I see, that's what I'm gathering. Interesting because this is the most differentially expressed gene in this comparison, but given the high within-group variability I would not have expected that.
The two outliers were actually the singletons in F2 and F5:
What steps might you recommend to account for this kind of difference? Set a lower `minReplicateForReplace`? Or, post-fit filtering?
Thanks again for your feedback.
The singletons won't be replaced or filtered (nor will samples in groups with only 2 replicates). You can find the replaced count by comparing the replaced counts and the original counts.
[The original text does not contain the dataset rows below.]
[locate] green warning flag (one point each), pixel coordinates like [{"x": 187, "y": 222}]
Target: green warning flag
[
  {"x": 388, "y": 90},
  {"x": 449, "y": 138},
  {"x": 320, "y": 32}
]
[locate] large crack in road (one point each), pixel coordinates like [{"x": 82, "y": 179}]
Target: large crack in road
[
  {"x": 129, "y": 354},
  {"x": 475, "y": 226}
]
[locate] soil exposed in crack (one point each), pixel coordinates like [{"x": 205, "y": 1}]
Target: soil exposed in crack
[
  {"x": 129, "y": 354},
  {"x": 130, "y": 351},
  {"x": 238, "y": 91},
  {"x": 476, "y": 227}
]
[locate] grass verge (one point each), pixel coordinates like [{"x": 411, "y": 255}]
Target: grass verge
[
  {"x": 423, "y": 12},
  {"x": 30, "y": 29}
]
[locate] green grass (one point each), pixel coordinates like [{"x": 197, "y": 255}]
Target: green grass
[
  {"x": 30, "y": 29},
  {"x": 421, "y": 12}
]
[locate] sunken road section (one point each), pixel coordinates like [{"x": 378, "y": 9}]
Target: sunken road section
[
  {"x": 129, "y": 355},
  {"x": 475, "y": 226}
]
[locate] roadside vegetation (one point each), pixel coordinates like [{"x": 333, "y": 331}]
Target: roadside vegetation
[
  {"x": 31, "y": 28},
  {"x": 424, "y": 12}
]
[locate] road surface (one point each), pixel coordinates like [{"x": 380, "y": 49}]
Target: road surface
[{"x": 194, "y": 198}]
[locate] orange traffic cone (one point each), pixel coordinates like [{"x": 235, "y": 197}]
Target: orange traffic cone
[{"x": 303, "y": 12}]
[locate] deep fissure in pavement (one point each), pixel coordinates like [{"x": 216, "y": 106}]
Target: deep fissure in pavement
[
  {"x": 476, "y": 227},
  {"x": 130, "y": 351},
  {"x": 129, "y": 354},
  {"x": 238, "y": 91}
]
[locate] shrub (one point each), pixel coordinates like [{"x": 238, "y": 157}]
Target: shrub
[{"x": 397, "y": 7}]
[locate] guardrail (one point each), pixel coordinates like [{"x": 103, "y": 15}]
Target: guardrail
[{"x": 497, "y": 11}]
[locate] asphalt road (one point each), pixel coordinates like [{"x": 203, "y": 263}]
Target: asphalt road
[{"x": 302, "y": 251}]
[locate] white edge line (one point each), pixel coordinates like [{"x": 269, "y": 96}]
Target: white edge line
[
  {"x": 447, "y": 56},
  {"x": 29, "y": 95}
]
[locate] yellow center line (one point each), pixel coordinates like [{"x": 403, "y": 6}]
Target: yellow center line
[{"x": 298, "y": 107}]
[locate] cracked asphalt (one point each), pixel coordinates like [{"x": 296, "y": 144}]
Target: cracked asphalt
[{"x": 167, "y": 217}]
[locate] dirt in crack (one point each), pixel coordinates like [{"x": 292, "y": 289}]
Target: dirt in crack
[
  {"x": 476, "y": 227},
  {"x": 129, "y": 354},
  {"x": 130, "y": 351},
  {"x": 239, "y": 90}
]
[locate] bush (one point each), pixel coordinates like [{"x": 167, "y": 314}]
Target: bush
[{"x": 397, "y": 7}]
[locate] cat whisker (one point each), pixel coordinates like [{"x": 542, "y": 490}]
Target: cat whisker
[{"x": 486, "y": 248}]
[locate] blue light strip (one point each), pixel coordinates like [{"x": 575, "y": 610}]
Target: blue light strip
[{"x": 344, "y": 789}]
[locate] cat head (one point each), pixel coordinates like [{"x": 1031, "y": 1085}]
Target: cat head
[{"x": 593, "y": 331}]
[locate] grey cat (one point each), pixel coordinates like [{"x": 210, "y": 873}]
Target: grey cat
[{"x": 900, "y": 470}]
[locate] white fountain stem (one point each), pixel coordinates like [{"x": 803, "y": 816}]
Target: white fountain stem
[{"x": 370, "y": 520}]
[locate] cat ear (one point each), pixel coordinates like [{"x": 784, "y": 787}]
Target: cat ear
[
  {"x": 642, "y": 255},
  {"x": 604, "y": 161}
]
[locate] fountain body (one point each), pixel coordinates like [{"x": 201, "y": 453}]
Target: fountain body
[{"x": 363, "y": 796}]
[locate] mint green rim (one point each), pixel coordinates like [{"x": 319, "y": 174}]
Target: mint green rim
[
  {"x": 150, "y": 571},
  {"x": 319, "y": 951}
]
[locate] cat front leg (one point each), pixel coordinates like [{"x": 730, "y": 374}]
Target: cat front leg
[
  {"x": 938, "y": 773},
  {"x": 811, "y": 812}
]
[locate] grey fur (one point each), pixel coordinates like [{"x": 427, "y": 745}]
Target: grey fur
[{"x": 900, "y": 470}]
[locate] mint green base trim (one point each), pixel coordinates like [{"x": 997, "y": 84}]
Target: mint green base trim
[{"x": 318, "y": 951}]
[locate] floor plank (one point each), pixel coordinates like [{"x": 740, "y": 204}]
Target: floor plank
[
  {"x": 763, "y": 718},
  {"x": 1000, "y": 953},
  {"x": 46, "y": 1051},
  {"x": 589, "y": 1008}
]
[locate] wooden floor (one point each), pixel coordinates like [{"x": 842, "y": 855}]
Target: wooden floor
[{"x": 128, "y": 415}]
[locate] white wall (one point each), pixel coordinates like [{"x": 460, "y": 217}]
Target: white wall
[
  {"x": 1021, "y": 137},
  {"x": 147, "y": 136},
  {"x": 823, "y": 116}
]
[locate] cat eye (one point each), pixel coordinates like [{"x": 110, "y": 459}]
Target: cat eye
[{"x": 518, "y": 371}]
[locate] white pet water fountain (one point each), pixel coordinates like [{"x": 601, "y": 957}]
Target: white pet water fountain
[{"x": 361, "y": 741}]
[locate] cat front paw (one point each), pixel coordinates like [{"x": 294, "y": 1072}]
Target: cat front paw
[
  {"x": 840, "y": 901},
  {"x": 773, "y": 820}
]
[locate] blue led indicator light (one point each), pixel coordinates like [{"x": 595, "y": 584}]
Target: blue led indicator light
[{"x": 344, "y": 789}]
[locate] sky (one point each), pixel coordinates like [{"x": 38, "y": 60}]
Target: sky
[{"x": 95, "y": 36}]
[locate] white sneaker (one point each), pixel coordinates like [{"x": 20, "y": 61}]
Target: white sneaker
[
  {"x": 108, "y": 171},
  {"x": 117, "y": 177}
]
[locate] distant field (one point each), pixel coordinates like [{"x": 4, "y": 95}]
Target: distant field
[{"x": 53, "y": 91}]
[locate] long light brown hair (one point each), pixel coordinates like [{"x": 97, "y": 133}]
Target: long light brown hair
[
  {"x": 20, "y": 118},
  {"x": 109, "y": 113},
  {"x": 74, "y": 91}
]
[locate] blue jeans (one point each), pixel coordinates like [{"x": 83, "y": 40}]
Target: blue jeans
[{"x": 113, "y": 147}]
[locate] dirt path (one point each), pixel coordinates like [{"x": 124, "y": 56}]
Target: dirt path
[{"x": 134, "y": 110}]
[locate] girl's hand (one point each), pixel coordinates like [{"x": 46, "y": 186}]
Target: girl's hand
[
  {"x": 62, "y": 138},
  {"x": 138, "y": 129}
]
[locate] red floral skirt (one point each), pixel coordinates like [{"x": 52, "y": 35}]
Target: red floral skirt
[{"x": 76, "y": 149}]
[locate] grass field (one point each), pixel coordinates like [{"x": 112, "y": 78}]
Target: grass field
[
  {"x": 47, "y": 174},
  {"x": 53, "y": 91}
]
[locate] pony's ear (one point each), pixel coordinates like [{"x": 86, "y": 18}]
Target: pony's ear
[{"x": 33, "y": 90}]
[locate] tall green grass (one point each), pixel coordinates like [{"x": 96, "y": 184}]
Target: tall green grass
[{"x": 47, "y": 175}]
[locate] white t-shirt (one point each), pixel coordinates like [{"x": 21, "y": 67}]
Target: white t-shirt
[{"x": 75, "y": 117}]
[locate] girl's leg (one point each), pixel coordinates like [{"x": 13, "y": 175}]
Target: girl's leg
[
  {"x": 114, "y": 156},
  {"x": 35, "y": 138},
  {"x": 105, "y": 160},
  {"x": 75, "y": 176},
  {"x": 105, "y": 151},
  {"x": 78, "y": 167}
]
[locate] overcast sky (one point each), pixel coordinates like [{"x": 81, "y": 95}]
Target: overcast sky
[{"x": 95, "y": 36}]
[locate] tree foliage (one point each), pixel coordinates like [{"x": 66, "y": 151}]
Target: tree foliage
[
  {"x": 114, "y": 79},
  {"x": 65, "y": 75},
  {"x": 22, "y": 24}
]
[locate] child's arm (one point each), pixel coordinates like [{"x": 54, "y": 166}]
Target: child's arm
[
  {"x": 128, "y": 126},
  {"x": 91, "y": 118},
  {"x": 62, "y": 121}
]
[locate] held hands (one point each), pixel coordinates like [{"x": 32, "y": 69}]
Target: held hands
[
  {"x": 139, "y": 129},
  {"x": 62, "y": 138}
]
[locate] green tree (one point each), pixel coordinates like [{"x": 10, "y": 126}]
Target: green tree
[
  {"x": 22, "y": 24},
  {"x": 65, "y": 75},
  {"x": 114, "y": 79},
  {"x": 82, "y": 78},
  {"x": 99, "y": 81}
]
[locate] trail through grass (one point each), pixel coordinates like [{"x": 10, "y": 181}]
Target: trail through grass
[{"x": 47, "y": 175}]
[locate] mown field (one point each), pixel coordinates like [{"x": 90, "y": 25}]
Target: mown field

See the paragraph in the Details section of ?DESeq on how to access these matrices.
I'm familiar with the sections you're referring to. I was just curious why the Cook's distance would be so large for the singletons (even though there are no downstream consequences, and I'm not doing comparisons with those). I suppose I should remove those factor levels before fitting instead of when deciding which Wald tests I'll do!
It was unfortunately coincidental that there were two 'outliers', and two different samples that looked like outliers.
Thanks again!
Hi Kenneth,
Cook's distance is a scaled version of the distance the beta vector (the intercept and log fold changes) moves if the sample was removed. If you have a group with a single sample, one dimension of the beta vector will be the fold change involving that group. So the actual value of the distance is probably undefined (and we don't use these values in the software) because the fold change cannot be defined in that dimension when the only sample in that group is removed.